=================================
Using MidiTok with Pytorch
=================================

MidiTok features PyTorch `Dataset <https://pytorch.org/tutorials/beginner/basics/data_tutorial.html>`_ objects to load music data during training, usually coupled with a PyTorch ``DataLoader``. A ``Dataset`` is an object storing the information about a dataset: paths of files to load, or the data itself stored in memory (recommended for small datasets only).
When indexed, the ``Dataset`` will output dictionaries with values corresponding to the inputs and labels.

Loading data
--------------------------

MidiTok provides two dataset classes: :class:`miditok.pytorch_data.DatasetMIDI` and :class:`miditok.pytorch_data.DatasetJSON`.

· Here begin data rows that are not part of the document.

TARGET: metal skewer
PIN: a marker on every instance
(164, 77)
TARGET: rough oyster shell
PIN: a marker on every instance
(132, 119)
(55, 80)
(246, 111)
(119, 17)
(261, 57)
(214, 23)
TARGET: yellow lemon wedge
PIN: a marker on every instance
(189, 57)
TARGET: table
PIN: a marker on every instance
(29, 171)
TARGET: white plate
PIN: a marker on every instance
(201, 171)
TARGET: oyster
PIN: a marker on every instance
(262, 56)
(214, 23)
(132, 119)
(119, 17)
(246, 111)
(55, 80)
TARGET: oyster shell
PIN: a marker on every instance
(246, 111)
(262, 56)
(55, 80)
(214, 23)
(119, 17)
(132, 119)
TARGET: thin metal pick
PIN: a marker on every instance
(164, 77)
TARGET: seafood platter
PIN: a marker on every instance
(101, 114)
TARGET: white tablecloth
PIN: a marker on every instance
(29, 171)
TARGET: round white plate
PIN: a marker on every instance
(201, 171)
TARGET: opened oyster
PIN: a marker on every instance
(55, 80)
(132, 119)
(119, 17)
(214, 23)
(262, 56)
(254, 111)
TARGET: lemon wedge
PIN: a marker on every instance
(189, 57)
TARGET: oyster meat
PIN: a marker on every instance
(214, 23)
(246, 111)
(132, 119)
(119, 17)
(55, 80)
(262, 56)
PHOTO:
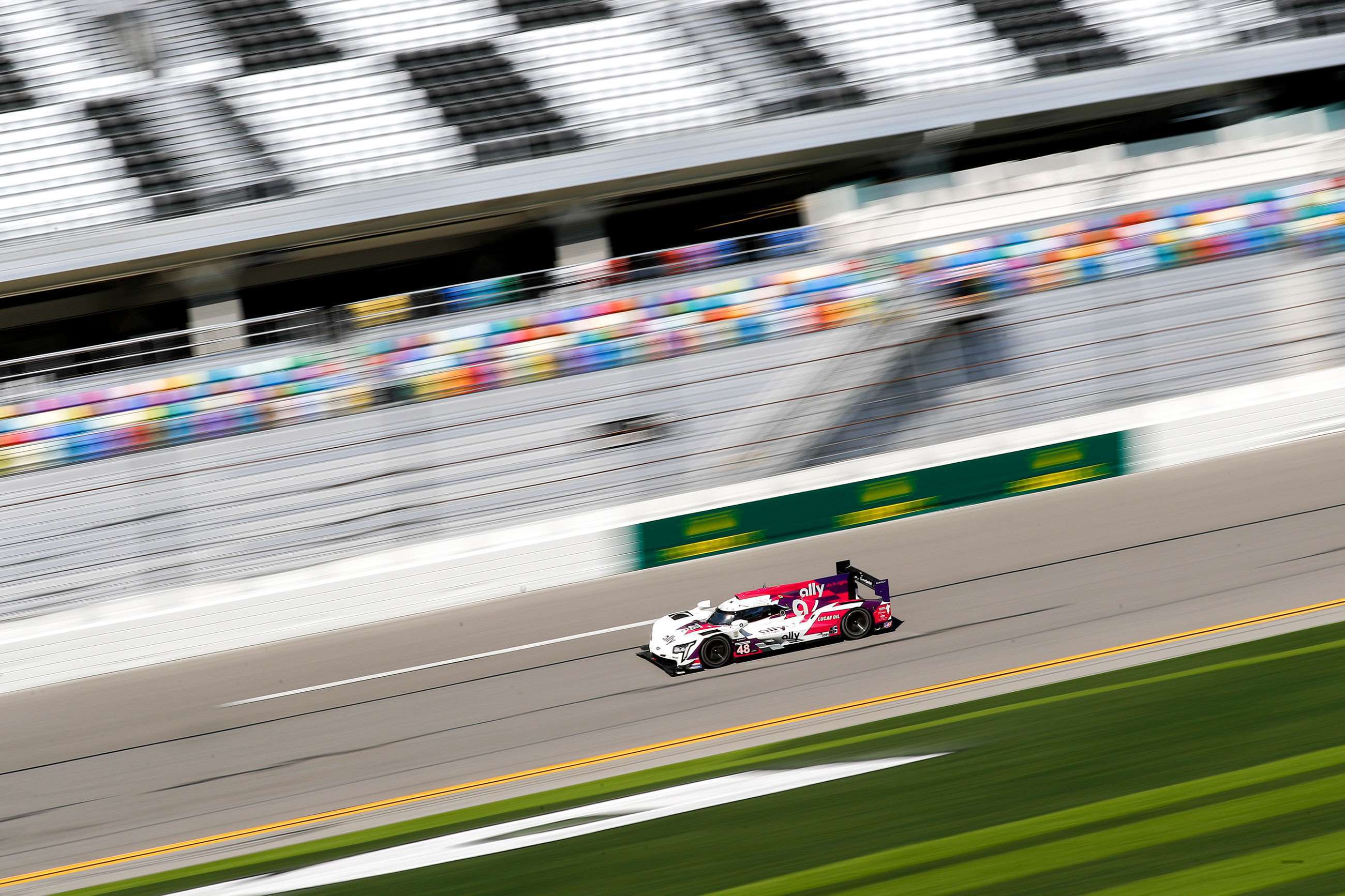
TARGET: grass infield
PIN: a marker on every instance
(1216, 773)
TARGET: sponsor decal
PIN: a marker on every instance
(1063, 477)
(886, 512)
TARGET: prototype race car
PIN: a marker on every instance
(774, 618)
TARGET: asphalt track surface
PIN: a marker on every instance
(153, 757)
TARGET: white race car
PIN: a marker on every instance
(772, 618)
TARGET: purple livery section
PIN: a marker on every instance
(772, 618)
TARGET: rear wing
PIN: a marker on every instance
(859, 576)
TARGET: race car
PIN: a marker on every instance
(772, 618)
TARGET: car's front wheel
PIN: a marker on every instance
(716, 652)
(856, 625)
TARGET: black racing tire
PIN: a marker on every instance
(716, 652)
(856, 625)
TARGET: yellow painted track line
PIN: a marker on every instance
(666, 745)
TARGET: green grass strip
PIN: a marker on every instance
(900, 857)
(1103, 844)
(1045, 702)
(377, 837)
(1246, 874)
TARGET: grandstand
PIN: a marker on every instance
(194, 109)
(234, 160)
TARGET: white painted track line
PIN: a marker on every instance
(435, 665)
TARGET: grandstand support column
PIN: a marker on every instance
(212, 292)
(581, 245)
(580, 232)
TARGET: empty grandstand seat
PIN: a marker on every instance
(1157, 27)
(270, 34)
(626, 77)
(899, 48)
(397, 26)
(59, 174)
(343, 122)
(478, 90)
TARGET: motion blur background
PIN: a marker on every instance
(321, 315)
(288, 281)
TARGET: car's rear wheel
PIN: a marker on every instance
(856, 625)
(716, 652)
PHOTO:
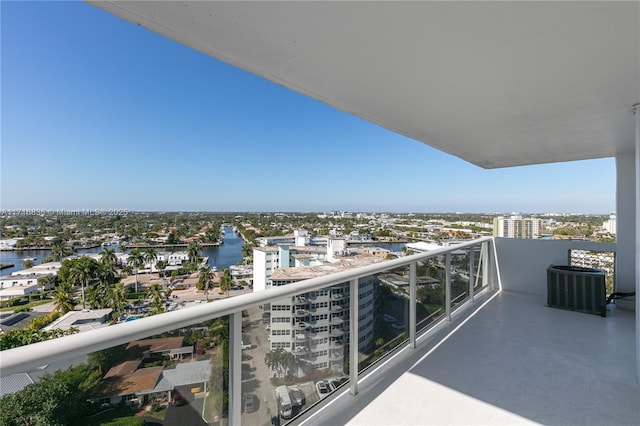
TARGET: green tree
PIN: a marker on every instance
(136, 260)
(117, 299)
(193, 251)
(156, 296)
(205, 281)
(63, 299)
(59, 250)
(83, 271)
(109, 257)
(247, 250)
(96, 296)
(172, 238)
(150, 256)
(225, 281)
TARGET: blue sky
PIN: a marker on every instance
(98, 113)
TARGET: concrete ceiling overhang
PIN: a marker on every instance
(495, 83)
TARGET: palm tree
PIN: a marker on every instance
(225, 281)
(96, 296)
(83, 271)
(108, 256)
(273, 359)
(59, 250)
(136, 260)
(117, 300)
(193, 250)
(205, 280)
(157, 298)
(287, 361)
(63, 299)
(246, 250)
(106, 272)
(150, 255)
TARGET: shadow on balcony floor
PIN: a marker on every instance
(516, 361)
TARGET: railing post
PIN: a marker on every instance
(235, 368)
(353, 336)
(472, 252)
(447, 286)
(412, 304)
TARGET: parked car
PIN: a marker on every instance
(248, 403)
(178, 399)
(297, 396)
(388, 318)
(322, 388)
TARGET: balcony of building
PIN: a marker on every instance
(500, 356)
(530, 83)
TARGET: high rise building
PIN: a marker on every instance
(516, 226)
(610, 224)
(312, 326)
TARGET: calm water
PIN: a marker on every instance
(224, 256)
(228, 253)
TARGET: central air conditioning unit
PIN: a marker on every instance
(577, 289)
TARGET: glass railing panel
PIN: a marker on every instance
(430, 281)
(478, 267)
(383, 319)
(459, 277)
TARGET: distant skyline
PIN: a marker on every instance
(99, 113)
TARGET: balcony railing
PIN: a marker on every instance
(445, 288)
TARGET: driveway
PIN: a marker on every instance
(188, 414)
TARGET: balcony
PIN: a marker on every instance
(492, 350)
(336, 321)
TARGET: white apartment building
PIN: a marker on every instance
(516, 226)
(268, 259)
(610, 225)
(312, 326)
(299, 238)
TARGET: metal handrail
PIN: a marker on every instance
(29, 357)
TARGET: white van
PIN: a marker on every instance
(284, 402)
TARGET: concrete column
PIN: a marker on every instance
(636, 111)
(626, 225)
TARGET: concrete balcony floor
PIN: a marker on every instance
(511, 361)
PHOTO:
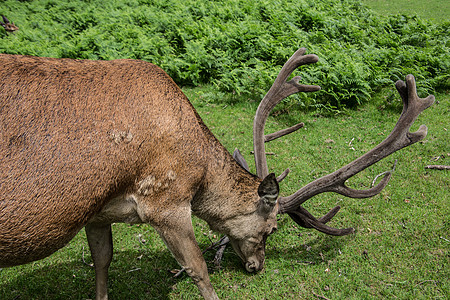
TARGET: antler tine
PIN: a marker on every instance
(399, 138)
(279, 90)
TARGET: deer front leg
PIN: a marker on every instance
(100, 243)
(178, 234)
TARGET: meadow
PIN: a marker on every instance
(400, 249)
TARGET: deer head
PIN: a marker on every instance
(9, 26)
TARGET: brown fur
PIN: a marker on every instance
(77, 134)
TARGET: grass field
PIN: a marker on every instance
(400, 250)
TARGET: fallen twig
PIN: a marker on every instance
(82, 257)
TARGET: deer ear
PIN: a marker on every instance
(268, 191)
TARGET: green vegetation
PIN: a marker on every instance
(239, 46)
(401, 247)
(435, 11)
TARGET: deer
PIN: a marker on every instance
(85, 144)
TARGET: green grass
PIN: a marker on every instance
(436, 10)
(400, 248)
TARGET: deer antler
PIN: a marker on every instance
(399, 138)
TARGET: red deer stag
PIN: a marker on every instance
(89, 143)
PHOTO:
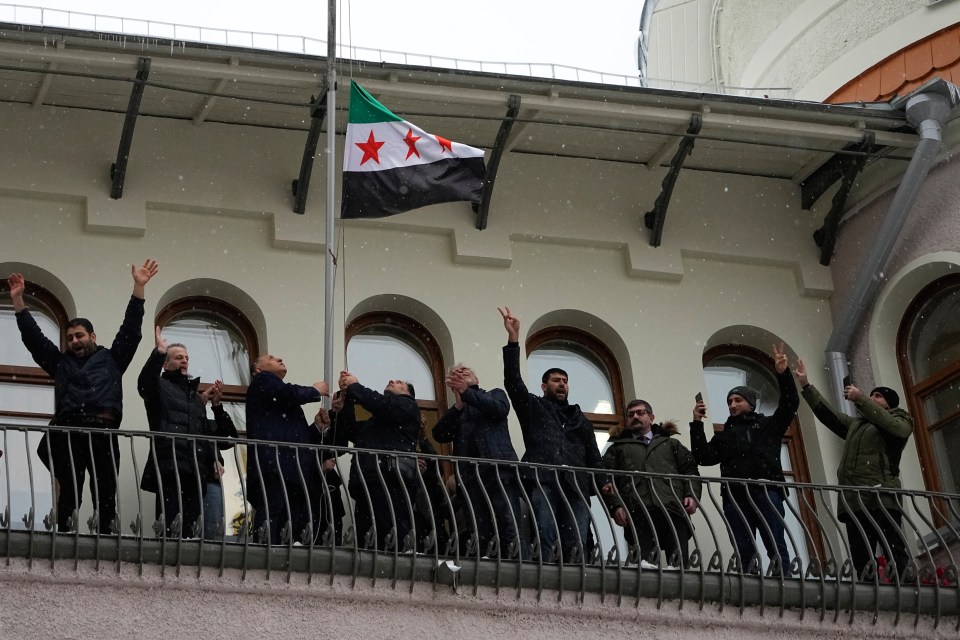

:class:`miditok.pytorch_data.DatasetMIDI` loads MIDI files and can either tokenize them on the fly when the dataset is indexed, or pre-tokenize them when creating it and saving the token ids in memory. **For most use cases, this Dataset should fulfill your needs and is recommended.**

:class:`miditok.pytorch_data.DatasetJSON` loads JSON files containing token ids. It requires to first tokenize a dataset to be used. This dataset is only compatible with JSON files saved as "one token stream" (``tokenizer.one_token_stream``). In order to use it for all the tracks of a multi-stream tokenizer, you will need to save each track token sequence as a separate JSON file.

Preparing data
--------------------------

When training a model, you will likely want to limit the possible token sequence length in order to not run out of memory. The dataset classes handle such case and can trim the token sequences. However, **it is not uncommon for a single MIDI to be tokenized into sequences that can contain several thousands tokens, depending on its duration and number of notes. In such case, using only the first portion of the token sequence would considerably reduce the amount of data used to train and test a model.**

To handle such case, MidiTok provides the :py:func:`miditok.pytorch_data.split_files_for_training` method to dynamically split MIDI files into chunks that should be tokenized in approximately the number of tokens you want.
If you cannot fit most of your MIDIs into single usable token sequences, we recommend to split your dataset with this method.

Data loading example
--------------------------

MidiTok also provides an "all-in-one" data collator: :class:`miditok.pytorch_data.DataCollator` to be used with PyTorch a ``DataLoader`` in order to pad batches and create attention masks.
Here is a complete example showing how to use this module to train any model.

..  code-block:: python

    from miditok import REMI, TokenizerConfig
    from miditok.pytorch_data import DatasetMIDI, DataCollator, split_files_for_training
    from torch.utils.data import DataLoader
    from pathlib import Path

    # Creating a multitrack tokenizer configuration, read the doc to explore other parameters
    config = TokenizerConfig(num_velocities=16, use_chords=True, use_programs=True)
    tokenizer = REMI(config)

    # Train the tokenizer with Byte Pair Encoding (BPE)
    midi_paths = list(Path("path", "to", "midis").glob("**/*.mid"))
    tokenizer.train(vocab_size=30000, files_paths=midi_paths)
    tokenizer.save_params(Path("path", "to", "save", "tokenizer.json"))
    # And pushing it to the Hugging Face hub (you can download it back with .from_pretrained)
    tokenizer.push_to_hub("username/model-name", private=True, token="your_hf_token")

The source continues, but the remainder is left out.